The immediate win was ingest stability and predictability.

When onboarding a new DSO, we often need to bulk-import historical measurements from existing systems. With InfluxDB, it was hard to size memory for that ingest. If we underestimated, ingestion failed. At massive sensor scale, InfluxDB routinely ran out of memory. For the same dataset, InfluxDB needed ~8 GB of RAM, while TimescaleDB stayed stable at ~300 MB. In practice, our ingest failures disappeared with TimescaleDB.

We also saw major storage improvements. Importing large datasets in InfluxDB frequently hit storage limits and stalled ingestion. With TimescaleDB, specifically their hybrid row/columnar store, we reduced storage from ~350 GB to ~3 GB while keeping the data queryable for real-time analytics.

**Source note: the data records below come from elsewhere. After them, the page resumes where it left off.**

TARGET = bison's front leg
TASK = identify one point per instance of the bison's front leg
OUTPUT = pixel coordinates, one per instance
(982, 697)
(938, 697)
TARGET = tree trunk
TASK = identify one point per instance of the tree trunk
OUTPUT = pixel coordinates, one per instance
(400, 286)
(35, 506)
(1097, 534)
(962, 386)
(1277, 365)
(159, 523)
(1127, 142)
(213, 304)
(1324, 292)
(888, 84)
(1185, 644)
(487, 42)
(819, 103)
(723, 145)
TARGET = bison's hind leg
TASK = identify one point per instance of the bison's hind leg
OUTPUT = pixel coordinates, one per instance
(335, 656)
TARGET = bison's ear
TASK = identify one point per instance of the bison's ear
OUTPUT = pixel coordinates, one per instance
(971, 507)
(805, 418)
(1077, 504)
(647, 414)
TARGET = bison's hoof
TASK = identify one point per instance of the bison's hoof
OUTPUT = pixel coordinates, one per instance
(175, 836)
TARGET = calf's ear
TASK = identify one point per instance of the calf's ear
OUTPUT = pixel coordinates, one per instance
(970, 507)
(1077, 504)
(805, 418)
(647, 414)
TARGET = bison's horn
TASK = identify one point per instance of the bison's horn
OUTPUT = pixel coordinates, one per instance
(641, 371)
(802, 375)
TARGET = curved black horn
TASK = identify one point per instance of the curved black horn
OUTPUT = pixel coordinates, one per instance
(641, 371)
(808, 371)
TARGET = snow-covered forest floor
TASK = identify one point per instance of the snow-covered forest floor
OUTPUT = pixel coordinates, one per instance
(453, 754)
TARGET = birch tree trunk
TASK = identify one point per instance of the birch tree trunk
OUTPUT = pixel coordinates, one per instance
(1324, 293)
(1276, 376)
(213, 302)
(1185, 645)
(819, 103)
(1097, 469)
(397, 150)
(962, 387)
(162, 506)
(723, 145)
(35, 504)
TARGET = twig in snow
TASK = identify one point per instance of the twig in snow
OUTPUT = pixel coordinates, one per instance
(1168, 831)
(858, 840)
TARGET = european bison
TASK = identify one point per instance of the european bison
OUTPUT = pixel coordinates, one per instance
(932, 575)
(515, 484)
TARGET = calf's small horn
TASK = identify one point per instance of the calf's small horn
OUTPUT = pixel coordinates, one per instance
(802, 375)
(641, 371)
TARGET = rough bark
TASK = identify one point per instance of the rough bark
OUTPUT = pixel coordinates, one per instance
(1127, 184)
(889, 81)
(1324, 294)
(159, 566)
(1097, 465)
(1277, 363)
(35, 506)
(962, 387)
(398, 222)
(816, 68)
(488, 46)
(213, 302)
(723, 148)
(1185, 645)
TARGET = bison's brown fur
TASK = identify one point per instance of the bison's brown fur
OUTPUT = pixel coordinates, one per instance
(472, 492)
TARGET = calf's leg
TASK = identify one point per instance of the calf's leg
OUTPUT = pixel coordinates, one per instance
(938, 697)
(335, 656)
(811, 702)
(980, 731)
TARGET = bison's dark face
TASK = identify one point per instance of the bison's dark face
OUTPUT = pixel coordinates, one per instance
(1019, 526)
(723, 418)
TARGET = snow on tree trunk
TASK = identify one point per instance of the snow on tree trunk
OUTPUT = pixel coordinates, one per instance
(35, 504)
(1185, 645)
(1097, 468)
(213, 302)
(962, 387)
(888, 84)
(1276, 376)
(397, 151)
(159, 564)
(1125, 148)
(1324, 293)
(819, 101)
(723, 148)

Finally, query performance improved substantially, which matters for real-time grid operations. In Hypercore testing we saw ~90–95% lower query latency for key analytical workloads. 

-   44% faster ingest
-   95% storage reduction (350 GB → 3 GB) with columnstore
-   90–95% reduction in query time for key analytical workloads
-   350× speedup in query speeds (5 minutes → 0.5 seconds)

> Hypercore has been a big win for us—excellent performance. - _Enrique Riesgo, Chief Software Engineer at Plexigrid_

For Plexigrid, standardizing on TimescaleDB at scale delivered faster, more reliable insights to DSOs. This improved grid stability, reduced costly overbuild, and enabled higher renewable penetration without rebuilding the distribution grid from scratch.